Just as an aside as I am all legs and no arms I did have to shorten the stem on mine to get the correct position.


----------



## Slow But Determined (20 Sep 2019)

DSK said:


> So I nipped into a Evans Wimbledon, sat on a new Specialized 56cm explaining the situation.
> 
> The assistant (this particular one) was not helpful and just half arsed said it looks OK but didn't say anything further, such as what I should feel or where my limbs should be etc. Bike Felt pretty much like my TREK (again just back into cycling, saw a genuine well spec'd TREK locally for sale in 56cm and just bought it blind).
> 
> ...



To be honest


DSK said:


> So I nipped into a Evans Wimbledon, sat on a new Specialized 56cm explaining the situation.
> 
> The assistant (this particular one) was not helpful and just half arsed said it looks OK but didn't say anything further, such as what I should feel or where my limbs should be etc. Bike Felt pretty much like my TREK (again just back into cycling, saw a genuine well spec'd TREK locally for sale in 56cm and just bought it blind).
> 
> ...



To be honest DSK if you came into my business and said "I want a load of free information from you but I am going to purchase elsewhere" I wouldn't be interested either.


----------



## BrumJim (20 Sep 2019)

ColinJ said:


> I am 6' 1" tall. I have ridden 56 cm bikes but they feel a bit small to me. I usually ride 58 cm and even then I fit a longer stem and push the saddle back. I have ridden a 60 cm bike with a slightly shorter stem and the saddle further forward.
> 
> The thing is, my legs are only average length (32" inseam); my extra height comes from a long torso, so that is why I prefer a longer top tube.
> 
> Which is a long-winded way of saying (1) Bike fit is personal & (2) As long as the bike is about the right size, it can be made to fit.



Do you find that your shirts are constantly become untucked at the back, or is that because I am a bit of a wriggle-bottom?


----------



## DSK (20 Sep 2019)

Slow But Determined said:


> To be honest
> 
> 
> To be honest DSK if you came into my business and said "I want a load of free information from you but I am going to purchase elsewhere" I wouldn't be interested either.



I have been in that store buying other cycling accessories, consumables and clothing over the past 2 weeks and received decent advice and help from different staff members.


----------



## ColinJ (20 Sep 2019)

BrumJim said:


> Do you find that your shirts are constantly become untucked at the back, or is that because I am a bit of a wriggle-bottom?


I don't wear tucked-in shirts very often these days but I remember that happening in the past!


----------



## Thomson (20 Sep 2019)

Before i bought my new bike.
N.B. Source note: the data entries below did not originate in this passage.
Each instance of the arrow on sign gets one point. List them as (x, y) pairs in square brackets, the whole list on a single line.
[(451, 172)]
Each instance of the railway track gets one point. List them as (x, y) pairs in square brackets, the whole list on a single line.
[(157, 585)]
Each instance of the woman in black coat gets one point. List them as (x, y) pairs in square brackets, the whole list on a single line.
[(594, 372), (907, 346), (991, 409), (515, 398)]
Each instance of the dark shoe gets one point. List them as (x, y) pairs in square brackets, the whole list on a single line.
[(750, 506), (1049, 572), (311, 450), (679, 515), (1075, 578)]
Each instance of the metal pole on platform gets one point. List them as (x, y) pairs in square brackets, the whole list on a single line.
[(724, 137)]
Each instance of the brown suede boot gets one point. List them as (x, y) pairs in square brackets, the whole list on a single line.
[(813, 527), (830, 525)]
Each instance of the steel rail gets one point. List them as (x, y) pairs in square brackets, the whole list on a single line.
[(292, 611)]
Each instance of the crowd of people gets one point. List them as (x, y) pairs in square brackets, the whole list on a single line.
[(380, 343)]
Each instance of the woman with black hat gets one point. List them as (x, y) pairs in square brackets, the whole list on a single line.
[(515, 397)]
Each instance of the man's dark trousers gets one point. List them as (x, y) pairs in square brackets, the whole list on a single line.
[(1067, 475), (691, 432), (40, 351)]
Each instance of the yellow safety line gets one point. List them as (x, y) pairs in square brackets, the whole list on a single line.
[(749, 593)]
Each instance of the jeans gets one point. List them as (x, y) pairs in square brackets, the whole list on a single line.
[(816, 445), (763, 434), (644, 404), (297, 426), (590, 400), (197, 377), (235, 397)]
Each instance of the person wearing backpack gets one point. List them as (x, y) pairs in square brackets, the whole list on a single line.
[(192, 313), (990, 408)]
I was deciding between a 56 or 58 on paper. I went and sat on the bikes in a shop one was 54 disc and 56 rim version. I actually was going to get the 54 but decided on the 56. As I was a tad bit stretched out I felt on the 56. But after goin for the 56 it’s perfect for me. Long distances and 5 hours in the saddle no probs. Am six foot one.


----------



## si_c (20 Sep 2019)

I find that stack and reach are the most important dimensions - as long as they are within a range I can comfortably get a bike to fit by adjusting stem length/seatpost extension.
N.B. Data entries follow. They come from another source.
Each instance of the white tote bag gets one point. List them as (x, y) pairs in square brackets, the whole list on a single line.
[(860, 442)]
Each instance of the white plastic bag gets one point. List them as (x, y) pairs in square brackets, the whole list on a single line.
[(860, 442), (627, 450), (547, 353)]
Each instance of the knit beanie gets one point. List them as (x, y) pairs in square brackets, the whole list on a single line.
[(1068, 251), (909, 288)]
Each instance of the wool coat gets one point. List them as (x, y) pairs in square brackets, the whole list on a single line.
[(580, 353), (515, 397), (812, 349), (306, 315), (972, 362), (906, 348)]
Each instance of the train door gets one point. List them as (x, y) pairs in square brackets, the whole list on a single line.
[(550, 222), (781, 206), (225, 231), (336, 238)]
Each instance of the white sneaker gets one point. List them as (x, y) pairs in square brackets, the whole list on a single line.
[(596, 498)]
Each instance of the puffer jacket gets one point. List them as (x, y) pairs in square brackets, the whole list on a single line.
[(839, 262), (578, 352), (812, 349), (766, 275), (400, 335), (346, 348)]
I currently ride a 63cm Kinesis which replaced a 61cm Felt and am picking up a 62cm Trek later today which has slightly shorter reach but lower stack than the Kinesis.

My Trek MTB is a 25" frame for comparison.



BrumJim said:


> Do you find that your shirts are constantly become untucked at the back, or is that because I am a bit of a wriggle-bottom?



M&S do great shirts - extra long arms AND body unlike some other retailers. I rarely get my shirt becoming untucked from the back whether sat down or on the bike.


----------



## bigjim (23 Sep 2019)

> M&S do great shirts - extra long arms AND body unlike some other retailers. I rarely get my shirt becoming untucked from the back whether sat down or on the bike.


I buy from Asos 'Tall Mens' range. Good prices if you buy at the right time and good quality.


----------



## MrGrumpy (23 Sep 2019)

Rode a 56cm Langster which is slightly different geometry I think. It was fine but maybe the limit in sizing for a 6ft, would probably try a 58cm next time. However I have a Raleigh Militis in 55cm ( small/medium ) . I added a longer stem from standard and that was all. It fits ok ?? A 57cm would be perfect i think but the shop didnt have one at the price I was looking at.


----------